I didn’t like the idea of moving. But I knew that inheriting this big house was a great opportunity for us. We were so cramped in our little house. And once Dad managed to sell the old place, we wouldn’t have to worry at all about money anymore. Josh should at least give it a chance. That’s what I thought. Suddenly, from our car at the foot of the driveway, we heard Petey barking and howling and making a fuss.
Petey is our dog, a white, curly-haired terrier, cute as a button, and usually wellbehaved. He never minded being left in the car. But now he was yowling and yapping at full volume and scratching at the car window, desperate to get out.
“Petey—quiet! Quiet!” I shouted. Petey usually listened to me.
But not this time.
“I’m going to let him out!” Josh declared, and took off down the driveway toward the car.
“No. Wait—” Dad called.
But I don’t think Josh could hear him over Petey’s wails.

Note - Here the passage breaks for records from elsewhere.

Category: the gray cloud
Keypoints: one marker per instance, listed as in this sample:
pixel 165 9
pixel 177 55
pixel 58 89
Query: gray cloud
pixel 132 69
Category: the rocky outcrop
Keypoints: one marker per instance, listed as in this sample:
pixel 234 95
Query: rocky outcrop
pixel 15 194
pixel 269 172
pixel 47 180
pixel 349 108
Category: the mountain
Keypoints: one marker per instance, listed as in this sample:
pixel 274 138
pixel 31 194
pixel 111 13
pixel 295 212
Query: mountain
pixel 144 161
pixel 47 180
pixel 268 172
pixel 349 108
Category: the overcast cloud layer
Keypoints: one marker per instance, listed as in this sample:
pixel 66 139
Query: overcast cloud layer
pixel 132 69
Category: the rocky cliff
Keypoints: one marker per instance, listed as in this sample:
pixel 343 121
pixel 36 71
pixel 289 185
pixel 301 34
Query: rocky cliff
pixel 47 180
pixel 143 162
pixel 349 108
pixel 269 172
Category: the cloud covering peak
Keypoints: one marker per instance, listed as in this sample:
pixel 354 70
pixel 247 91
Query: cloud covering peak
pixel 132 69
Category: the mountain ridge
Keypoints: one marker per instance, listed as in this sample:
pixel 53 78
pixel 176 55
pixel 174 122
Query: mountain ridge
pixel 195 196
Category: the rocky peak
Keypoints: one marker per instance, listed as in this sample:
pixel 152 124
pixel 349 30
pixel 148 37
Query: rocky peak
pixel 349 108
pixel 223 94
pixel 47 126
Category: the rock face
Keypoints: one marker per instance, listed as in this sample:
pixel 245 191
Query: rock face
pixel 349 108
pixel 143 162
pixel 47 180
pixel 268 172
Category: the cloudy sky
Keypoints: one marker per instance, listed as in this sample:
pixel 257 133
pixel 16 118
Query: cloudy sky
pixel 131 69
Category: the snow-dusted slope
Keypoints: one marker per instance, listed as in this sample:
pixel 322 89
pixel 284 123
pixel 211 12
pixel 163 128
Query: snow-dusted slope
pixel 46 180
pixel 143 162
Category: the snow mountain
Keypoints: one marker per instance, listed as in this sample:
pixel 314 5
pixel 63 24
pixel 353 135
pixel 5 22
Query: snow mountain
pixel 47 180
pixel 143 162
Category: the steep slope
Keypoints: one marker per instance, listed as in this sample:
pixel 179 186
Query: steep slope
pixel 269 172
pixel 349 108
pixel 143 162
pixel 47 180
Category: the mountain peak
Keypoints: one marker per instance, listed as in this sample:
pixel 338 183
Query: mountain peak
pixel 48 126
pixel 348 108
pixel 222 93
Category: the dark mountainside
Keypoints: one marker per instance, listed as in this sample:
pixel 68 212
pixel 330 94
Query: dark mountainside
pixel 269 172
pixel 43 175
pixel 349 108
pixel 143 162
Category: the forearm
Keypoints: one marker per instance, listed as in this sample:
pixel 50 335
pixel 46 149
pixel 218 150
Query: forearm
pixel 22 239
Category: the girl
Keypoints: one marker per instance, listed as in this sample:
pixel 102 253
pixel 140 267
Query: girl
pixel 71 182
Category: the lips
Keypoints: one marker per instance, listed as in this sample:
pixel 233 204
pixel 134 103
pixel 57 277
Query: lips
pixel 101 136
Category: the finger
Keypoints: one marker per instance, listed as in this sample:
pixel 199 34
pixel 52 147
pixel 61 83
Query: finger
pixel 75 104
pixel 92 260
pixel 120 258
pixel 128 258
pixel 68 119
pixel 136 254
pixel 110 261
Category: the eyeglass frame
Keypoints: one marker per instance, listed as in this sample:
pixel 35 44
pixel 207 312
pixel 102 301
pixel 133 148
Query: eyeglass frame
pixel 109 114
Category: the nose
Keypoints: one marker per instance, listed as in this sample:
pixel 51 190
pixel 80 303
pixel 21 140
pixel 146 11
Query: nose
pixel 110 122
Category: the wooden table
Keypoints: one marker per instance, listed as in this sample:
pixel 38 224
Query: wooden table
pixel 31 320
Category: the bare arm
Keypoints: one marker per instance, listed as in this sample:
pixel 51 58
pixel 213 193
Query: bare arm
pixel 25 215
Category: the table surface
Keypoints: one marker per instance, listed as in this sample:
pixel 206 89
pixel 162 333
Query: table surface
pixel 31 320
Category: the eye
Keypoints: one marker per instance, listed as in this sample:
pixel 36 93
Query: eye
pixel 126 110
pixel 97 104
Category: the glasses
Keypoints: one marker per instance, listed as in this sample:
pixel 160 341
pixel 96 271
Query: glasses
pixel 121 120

“Might as well let the dog explore,” Mr. Dawes said. “It’s going to be his house, too.”
A few seconds later, Petey came charging across the lawn, kicking up brown leaves, yipping excitedly as he ran up to us. He jumped on all of us as if he hadn’t seen us in weeks and then, to our surprise, he started growling menacingly and barking at Mr. Dawes.
“Petey—stop!” Mom yelled.
“He’s never done this,” Dad said apologetically. “Really. He’s usually very friendly.”
“He probably smells something on me. Another dog, maybe,” Mr. Dawes said, loosening his striped tie, looking warily at our growling dog.